Com atuação junto à 2ª Auditoria da Justiça Militar, a promotora de Justiça Anelise Haertel Grehs solicitou novas diligências no inquérito policial militar (IPM) instaurado para apurar a morte do agricultor Marcos Nornberg, de 48 anos, ocorrida durante intervenção policial. Os agentes buscavam suspeitos de integrar uma quadrilha.

Segundo a promotora, há “fortes indícios de abuso de autoridade” por parte dos oficiais responsáveis pela coordenação da ação. Ela também destacou a existência de elementos que sugerem a prática de tortura psicológica contra a viúva da vítima, considerada vítima sobrevivente no contexto da ocorrência.

Os fundamentos detalhados do pedido não foram divulgados em razão do segredo de Justiça, estabelecido a pedido do Comando-Geral da Brigada Militar.
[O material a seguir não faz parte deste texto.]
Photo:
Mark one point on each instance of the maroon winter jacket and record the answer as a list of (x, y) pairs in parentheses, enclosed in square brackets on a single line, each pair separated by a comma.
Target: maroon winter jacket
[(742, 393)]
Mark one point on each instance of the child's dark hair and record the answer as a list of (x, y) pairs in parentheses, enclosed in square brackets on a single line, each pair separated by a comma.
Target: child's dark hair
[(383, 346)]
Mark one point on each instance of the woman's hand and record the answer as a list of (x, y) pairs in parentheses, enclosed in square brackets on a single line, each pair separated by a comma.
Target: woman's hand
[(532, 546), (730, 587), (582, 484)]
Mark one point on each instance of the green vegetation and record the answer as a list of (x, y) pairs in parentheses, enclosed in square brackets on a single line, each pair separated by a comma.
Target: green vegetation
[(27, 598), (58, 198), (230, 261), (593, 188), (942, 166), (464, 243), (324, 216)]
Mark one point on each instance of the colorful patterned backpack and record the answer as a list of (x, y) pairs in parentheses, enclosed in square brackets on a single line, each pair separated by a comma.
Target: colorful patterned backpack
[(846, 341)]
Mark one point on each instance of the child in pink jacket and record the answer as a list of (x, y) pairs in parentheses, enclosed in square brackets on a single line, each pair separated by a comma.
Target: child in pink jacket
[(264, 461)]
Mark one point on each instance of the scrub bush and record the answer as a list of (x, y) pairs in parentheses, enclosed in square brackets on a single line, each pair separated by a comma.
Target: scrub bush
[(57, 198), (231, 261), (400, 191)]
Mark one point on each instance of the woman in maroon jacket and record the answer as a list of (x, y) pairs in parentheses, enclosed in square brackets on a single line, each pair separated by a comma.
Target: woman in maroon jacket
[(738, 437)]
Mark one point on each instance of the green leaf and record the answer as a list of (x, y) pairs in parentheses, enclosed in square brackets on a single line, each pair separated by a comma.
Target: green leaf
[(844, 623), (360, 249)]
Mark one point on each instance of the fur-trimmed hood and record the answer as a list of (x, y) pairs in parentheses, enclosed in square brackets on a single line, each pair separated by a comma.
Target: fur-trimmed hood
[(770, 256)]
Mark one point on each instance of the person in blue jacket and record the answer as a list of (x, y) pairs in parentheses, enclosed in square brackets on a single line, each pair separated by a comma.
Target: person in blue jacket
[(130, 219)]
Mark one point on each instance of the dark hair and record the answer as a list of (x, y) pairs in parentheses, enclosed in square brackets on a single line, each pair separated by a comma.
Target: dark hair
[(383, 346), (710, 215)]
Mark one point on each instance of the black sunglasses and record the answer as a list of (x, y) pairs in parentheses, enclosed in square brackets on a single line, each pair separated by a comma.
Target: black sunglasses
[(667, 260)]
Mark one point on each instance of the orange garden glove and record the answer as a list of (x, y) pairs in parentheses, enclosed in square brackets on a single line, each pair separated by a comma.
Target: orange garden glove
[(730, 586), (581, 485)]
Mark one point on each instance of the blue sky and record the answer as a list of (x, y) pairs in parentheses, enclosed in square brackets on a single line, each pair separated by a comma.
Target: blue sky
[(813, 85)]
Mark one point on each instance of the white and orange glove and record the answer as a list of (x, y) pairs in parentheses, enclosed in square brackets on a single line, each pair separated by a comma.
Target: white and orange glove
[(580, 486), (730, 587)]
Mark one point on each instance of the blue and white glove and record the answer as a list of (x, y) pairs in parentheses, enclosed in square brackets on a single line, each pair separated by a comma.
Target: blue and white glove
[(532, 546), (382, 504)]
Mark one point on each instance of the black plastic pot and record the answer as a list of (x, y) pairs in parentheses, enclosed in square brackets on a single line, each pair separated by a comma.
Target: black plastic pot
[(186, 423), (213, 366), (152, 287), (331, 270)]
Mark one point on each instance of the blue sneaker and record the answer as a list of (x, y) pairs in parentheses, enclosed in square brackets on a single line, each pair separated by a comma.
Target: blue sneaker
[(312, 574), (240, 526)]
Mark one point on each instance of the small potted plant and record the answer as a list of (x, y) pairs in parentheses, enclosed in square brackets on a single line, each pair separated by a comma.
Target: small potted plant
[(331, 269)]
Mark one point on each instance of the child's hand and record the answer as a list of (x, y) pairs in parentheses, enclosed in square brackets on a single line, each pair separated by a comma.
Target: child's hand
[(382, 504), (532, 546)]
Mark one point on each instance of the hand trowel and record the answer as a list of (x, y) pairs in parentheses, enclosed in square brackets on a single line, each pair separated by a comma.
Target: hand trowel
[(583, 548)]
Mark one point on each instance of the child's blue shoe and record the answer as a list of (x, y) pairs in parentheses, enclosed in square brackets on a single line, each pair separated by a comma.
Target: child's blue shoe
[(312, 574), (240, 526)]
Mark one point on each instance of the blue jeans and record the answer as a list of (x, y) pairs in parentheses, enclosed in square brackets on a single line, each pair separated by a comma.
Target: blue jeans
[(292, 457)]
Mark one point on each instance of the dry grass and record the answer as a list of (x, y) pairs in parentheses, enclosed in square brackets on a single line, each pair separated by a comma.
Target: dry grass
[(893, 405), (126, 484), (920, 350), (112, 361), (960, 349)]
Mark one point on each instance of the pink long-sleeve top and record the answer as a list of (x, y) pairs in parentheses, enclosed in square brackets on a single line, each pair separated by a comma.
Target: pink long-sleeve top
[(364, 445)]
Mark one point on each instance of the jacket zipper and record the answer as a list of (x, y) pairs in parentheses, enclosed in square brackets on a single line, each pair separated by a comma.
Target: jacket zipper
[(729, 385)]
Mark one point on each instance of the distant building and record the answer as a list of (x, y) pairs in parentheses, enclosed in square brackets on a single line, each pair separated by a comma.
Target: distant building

A decisão sobre a realização das novas diligências caberá à Justiça Militar do Estado.

Duas investigações paralelas

O caso envolve duas frentes de apuração. A Polícia Civil conduz o inquérito relacionado ao possível homicídio, que segue em andamento. Após a conclusão, o procedimento será encaminhado à Promotoria de Justiça de Pelotas, sob responsabilidade do promotor Frederico Lang.

De acordo com o promotor, “no cumprimento de seu papel constitucional, o MPRS acompanha, com atenção e desde o início, a investigação sobre o fato ocorrido”.

Paralelamente, o inquérito policial militar instaurado pela Brigada Militar concluiu, inicialmente, pela inexistência de crimes militares.